Orang Irlandia ini selalu merasa bergairah setiap kali mengalami kejadian itu, sampai beberapa hari belakangan ini, ada sesuatu yang sangat merisaukannya terjadi. Dia mulai menyumpah. Selanjutnya, dia terus mengulang, "Demi Tuhan, ini sungguhan!" Dia khawatir kalau saya tidak memercayainya. Pada hari itu mereka membutuhkan daging sapi untuk penjara-penjara di sekitar Perth. Dia menjalani hari-hari pembantaian seperti biasanya, sampai ketika seekor sapi datang mendekat, dia belum pernah melihat hal seperti ini sebelumnya. Sapi yang ini tenang bahkan tak terdengar suara lenguhan.
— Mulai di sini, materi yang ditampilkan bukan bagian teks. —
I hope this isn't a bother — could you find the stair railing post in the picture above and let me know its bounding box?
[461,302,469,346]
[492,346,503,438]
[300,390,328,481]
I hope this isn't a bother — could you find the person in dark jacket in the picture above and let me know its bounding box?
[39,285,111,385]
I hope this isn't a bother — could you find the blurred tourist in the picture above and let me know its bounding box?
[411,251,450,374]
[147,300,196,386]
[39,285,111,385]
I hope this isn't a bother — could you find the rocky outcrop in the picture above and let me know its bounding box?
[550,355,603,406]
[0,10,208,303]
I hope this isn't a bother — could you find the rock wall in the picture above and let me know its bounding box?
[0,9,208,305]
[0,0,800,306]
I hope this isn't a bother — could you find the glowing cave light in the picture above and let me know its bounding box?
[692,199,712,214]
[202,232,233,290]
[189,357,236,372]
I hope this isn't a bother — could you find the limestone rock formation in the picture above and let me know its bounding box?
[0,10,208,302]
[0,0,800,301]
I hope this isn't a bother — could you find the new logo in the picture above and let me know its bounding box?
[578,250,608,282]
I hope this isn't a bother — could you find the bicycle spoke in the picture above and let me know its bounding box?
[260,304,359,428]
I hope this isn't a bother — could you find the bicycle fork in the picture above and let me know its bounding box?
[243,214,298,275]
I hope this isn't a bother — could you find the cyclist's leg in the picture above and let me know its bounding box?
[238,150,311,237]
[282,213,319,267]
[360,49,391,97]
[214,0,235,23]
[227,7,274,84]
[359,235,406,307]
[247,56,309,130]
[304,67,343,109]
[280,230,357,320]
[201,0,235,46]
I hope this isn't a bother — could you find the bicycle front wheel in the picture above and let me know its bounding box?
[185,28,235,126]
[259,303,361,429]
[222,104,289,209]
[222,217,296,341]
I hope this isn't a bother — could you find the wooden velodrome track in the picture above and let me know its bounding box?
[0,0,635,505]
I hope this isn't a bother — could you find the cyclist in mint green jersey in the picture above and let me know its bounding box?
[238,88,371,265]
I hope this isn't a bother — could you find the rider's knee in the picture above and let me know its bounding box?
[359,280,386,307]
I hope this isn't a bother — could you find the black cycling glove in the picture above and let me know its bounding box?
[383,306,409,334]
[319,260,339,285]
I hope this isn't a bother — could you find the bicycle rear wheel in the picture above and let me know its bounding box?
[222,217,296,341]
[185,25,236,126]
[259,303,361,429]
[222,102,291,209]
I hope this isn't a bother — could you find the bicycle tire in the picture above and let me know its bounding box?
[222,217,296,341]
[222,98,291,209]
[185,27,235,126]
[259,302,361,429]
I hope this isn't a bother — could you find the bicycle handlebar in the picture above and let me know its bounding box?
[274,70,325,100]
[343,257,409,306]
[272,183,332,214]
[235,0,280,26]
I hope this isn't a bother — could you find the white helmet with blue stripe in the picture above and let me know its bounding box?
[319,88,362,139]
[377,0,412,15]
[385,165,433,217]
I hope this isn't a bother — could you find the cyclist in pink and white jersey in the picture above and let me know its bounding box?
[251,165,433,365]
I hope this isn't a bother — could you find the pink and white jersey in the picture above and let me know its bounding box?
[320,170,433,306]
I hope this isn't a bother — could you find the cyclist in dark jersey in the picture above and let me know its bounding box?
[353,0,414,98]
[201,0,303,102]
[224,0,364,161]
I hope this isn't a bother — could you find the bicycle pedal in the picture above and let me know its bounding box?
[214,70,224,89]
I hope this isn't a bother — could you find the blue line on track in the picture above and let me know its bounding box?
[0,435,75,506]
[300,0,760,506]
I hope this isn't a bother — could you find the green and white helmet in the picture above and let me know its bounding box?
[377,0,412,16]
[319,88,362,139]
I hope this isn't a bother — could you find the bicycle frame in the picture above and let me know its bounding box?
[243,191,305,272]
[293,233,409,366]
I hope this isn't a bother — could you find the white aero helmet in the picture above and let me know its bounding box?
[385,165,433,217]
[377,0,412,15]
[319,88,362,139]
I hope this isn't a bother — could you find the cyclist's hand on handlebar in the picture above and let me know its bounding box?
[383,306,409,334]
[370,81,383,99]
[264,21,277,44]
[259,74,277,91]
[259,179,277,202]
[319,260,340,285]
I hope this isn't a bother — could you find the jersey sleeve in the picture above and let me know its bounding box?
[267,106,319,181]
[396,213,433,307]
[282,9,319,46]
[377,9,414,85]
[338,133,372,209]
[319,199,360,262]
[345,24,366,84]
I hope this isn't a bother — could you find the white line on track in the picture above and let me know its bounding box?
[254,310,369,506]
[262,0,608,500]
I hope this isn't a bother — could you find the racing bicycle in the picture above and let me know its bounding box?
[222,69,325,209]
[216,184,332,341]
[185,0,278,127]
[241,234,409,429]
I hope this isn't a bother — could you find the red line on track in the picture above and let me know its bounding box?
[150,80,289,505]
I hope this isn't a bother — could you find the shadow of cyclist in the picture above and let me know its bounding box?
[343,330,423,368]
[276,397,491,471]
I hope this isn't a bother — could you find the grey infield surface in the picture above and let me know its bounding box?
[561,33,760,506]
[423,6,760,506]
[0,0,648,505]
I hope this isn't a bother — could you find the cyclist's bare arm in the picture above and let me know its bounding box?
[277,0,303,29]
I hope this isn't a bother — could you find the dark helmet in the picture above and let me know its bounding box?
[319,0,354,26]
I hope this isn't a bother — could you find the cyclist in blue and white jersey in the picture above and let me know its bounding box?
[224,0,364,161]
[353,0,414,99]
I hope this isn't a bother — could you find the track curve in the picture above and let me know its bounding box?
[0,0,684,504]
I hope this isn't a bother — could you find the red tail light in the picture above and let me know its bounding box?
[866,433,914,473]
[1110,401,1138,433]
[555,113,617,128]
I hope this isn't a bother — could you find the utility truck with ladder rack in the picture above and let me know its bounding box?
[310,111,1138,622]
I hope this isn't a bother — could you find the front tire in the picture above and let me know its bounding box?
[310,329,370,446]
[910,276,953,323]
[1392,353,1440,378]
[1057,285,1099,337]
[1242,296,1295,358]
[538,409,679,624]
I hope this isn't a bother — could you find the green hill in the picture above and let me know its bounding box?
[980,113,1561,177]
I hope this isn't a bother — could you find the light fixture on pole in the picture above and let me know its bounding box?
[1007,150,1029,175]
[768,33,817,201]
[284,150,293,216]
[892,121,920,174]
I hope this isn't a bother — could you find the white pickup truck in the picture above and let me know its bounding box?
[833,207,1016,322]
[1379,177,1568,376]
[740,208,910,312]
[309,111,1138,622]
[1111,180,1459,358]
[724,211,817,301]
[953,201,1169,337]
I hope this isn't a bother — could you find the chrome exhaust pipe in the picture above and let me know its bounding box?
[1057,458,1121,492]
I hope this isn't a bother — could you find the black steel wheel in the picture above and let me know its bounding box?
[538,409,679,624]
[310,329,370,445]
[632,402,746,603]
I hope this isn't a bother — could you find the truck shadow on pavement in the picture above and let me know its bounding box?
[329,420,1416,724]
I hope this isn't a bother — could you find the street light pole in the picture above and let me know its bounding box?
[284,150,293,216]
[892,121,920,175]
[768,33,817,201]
Kepalanya menunduk ketika dia berjalan dengan penuh sengaja, dengan sukarela, perlahan-lahan menuju tempat di ujung landasan. Dia tidak menggeliat, meronta atau mencoba kabur. Begitu berada di posisinya, sapi itu mengangkat kepalanya dan memandang penjagalnya, dalam diam mencekam. Belum pernah si Irlandia ini melihat hal-hal semacam ini sebelumnya. Pikirannya menjadi mati rasa oleh kebingungan. Dia tak mampu mengangkat senapannya; pun tak mampu melepas tatapan matanya dari mata sapi itu. Sapi tersebut melihat tepat ke dalam dirinya.
Dia tergelincir ke dalam ruang tanpa waktu. Dia tak dapat memberi tahu saya berapa lama kejadian itu berlangsung, tetapi tatkala sapi itu membekukannya melalui kontak mata, dia memperhatikan sesuatu yang bahkan lebih menohoknya. Sapi memiliki mata yang sangat besar. Dia melihat pada mata kiri sapi itu, di atas kelopak bawahnya, air mulai merambang. Gumpalan air mata itu makin bertambah terus, sampai kelopak matanya tak dapat menampung lagi, air itu mulai menetes jatuh menyusuri pipinya, membentuk sungai air mata yang berkilauan tertimpa cahaya. Pintu relung hatinya mulai terbuka perlahan-lahan. Dalam ketidakpercayaan, dia melihat mata kanan sapi itu, di atas kelopak bawahnya, terkumpul lebih banyak air mata, yang terus terkumpul, melampaui daya tampung kelopaknya. Sebuah sungai air mata kedua menyusuri wajah sapi itu. Dan si besar Irlandia itu pun terkulai. Sapi itu menangis.
Dia bercerita kepada saya bahwa dia membuang senapannya, bersumpah bahwa petugas penjara boleh melakukan apa saja atas dirinya sejauh batas kemampuannya, ASALKAN SAPI ITU JANGAN DIBUNUH! Dia mengakhiri kisahnya dengan memberi tahu saya bahwa dia sekarang menjadi seorang vegetarian.
Ini kisah nyata. Para penghuni lain di penjara itu mengkonfirmasikan kebenarannya kepada saya. Seekor sapi yang menangis telah mengajarkan seorang pria paling kejam tentang arti kepedulian.